If the Company issues shares of common stock (or other instruments convertible into common stock) for valuable consideration, the conversion price is adjusted if (a) the offering price is less than the conversion price and (b) if the offering is at a price less than the fair market value of the Company’s common stock on the date of issuance.

 

Redemption Features

 

At any time after the eighth anniversary of the closing, Crocs will have the right to redeem and the holders of the Series A preferred stock will have the right to require Crocs to repurchase all or any portion of the Series A preferred stock at 100% of the stated value thereof plus all accrued and unpaid dividends.

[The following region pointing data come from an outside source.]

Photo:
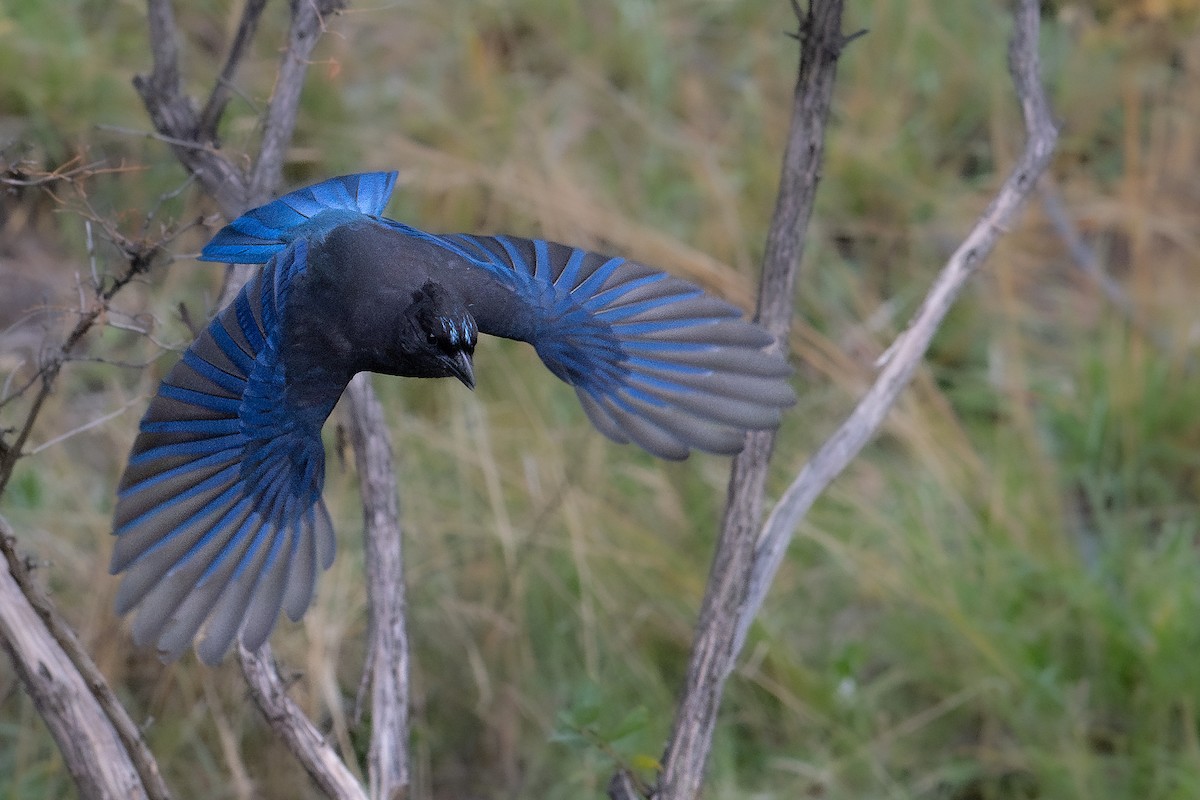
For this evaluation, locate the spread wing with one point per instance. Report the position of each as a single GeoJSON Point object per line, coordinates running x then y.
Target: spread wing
{"type": "Point", "coordinates": [654, 360]}
{"type": "Point", "coordinates": [219, 513]}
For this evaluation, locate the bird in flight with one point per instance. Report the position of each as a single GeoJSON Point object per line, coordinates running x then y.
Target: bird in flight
{"type": "Point", "coordinates": [220, 522]}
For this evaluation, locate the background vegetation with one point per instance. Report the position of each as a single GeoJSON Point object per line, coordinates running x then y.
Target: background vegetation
{"type": "Point", "coordinates": [1001, 599]}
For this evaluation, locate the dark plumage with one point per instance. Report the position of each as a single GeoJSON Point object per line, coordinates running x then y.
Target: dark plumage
{"type": "Point", "coordinates": [220, 521]}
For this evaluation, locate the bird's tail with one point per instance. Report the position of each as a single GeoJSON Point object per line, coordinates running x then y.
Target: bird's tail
{"type": "Point", "coordinates": [259, 234]}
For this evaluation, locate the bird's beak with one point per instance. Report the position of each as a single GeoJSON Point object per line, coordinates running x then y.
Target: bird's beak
{"type": "Point", "coordinates": [462, 368]}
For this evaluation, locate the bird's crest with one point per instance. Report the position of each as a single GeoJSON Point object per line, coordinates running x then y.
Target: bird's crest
{"type": "Point", "coordinates": [259, 234]}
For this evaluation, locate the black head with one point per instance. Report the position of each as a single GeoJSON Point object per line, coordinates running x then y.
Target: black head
{"type": "Point", "coordinates": [445, 335]}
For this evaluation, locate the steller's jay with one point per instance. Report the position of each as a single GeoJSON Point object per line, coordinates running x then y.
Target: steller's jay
{"type": "Point", "coordinates": [219, 513]}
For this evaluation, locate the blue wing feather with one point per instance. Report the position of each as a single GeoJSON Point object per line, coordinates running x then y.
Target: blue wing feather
{"type": "Point", "coordinates": [653, 359]}
{"type": "Point", "coordinates": [223, 486]}
{"type": "Point", "coordinates": [256, 236]}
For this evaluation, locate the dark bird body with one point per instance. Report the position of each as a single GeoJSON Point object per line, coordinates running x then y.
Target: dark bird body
{"type": "Point", "coordinates": [220, 521]}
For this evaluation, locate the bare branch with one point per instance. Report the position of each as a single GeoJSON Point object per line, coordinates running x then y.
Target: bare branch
{"type": "Point", "coordinates": [910, 347]}
{"type": "Point", "coordinates": [101, 746]}
{"type": "Point", "coordinates": [174, 114]}
{"type": "Point", "coordinates": [291, 725]}
{"type": "Point", "coordinates": [388, 657]}
{"type": "Point", "coordinates": [214, 109]}
{"type": "Point", "coordinates": [307, 23]}
{"type": "Point", "coordinates": [713, 649]}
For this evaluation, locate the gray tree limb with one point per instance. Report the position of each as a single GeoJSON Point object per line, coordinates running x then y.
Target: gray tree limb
{"type": "Point", "coordinates": [387, 663]}
{"type": "Point", "coordinates": [234, 190]}
{"type": "Point", "coordinates": [906, 352]}
{"type": "Point", "coordinates": [301, 737]}
{"type": "Point", "coordinates": [713, 648]}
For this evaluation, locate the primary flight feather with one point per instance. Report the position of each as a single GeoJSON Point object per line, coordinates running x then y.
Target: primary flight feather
{"type": "Point", "coordinates": [220, 522]}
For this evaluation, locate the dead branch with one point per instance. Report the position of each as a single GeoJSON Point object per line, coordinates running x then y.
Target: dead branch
{"type": "Point", "coordinates": [739, 579]}
{"type": "Point", "coordinates": [234, 190]}
{"type": "Point", "coordinates": [387, 662]}
{"type": "Point", "coordinates": [713, 648]}
{"type": "Point", "coordinates": [289, 723]}
{"type": "Point", "coordinates": [906, 352]}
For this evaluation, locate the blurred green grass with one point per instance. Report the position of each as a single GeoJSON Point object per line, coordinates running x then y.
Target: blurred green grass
{"type": "Point", "coordinates": [1001, 599]}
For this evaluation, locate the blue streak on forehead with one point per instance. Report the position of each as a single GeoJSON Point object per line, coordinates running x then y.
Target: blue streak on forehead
{"type": "Point", "coordinates": [461, 330]}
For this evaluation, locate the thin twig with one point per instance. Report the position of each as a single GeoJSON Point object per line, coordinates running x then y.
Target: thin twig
{"type": "Point", "coordinates": [87, 426]}
{"type": "Point", "coordinates": [207, 128]}
{"type": "Point", "coordinates": [307, 23]}
{"type": "Point", "coordinates": [388, 659]}
{"type": "Point", "coordinates": [291, 725]}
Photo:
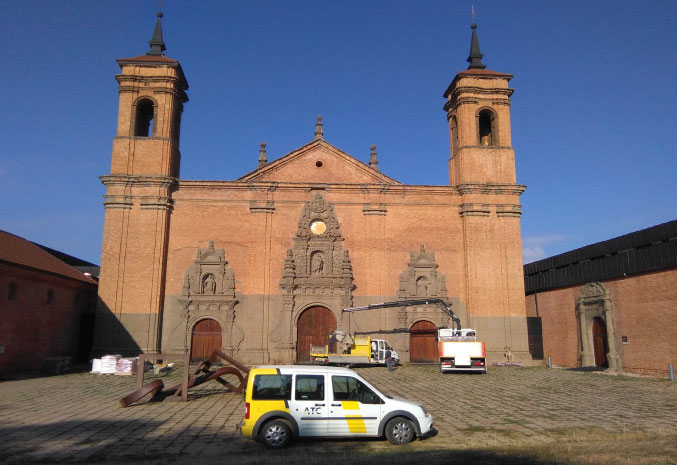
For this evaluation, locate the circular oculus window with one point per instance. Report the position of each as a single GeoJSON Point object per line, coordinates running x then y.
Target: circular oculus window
{"type": "Point", "coordinates": [318, 227]}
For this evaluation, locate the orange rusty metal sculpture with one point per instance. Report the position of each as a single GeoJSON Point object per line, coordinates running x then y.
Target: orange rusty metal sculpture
{"type": "Point", "coordinates": [202, 374]}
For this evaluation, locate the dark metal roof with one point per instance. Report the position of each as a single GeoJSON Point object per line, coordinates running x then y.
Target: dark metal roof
{"type": "Point", "coordinates": [475, 57]}
{"type": "Point", "coordinates": [157, 45]}
{"type": "Point", "coordinates": [16, 251]}
{"type": "Point", "coordinates": [649, 250]}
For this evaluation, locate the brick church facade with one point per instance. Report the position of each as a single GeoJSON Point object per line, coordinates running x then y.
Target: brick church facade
{"type": "Point", "coordinates": [262, 266]}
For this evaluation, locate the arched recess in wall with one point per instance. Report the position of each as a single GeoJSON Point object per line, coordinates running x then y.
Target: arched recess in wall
{"type": "Point", "coordinates": [454, 136]}
{"type": "Point", "coordinates": [206, 337]}
{"type": "Point", "coordinates": [144, 116]}
{"type": "Point", "coordinates": [487, 127]}
{"type": "Point", "coordinates": [595, 313]}
{"type": "Point", "coordinates": [313, 328]}
{"type": "Point", "coordinates": [423, 342]}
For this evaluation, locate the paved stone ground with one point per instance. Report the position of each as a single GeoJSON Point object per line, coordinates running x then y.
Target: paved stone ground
{"type": "Point", "coordinates": [77, 417]}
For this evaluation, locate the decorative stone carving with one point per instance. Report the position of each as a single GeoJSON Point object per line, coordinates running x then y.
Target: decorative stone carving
{"type": "Point", "coordinates": [596, 302]}
{"type": "Point", "coordinates": [209, 292]}
{"type": "Point", "coordinates": [317, 270]}
{"type": "Point", "coordinates": [421, 279]}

Upon certain change of control events involving the Company, the holders can require Crocs to repurchase the Series A preferred stock at 101% of the stated value thereof plus all accrued and unpaid dividends.

 

In accordance with FASB ASC Topic 480-10-S99-3A, SEC Staff Announcement: Classification and Measurement of Redeemable Securities, redemption features, which are not solely within the control of the issuer, are required to be presented outside of permanent equity on the consolidated balance sheets. Under the Investment Agreement and as noted above, the holder has the option to redeem the Series A preferred stock any time after January 27, 2022 or upon a change in control. As such, the Series A preferred stock is presented in temporary or mezzanine equity on the consolidated balance sheets and will be accreted up to the stated redemption value of $203.0 million using an appropriate accretion method over a redemption period of eight years, as this represents the earliest probable date at which the Series A preferred stock will become redeemable.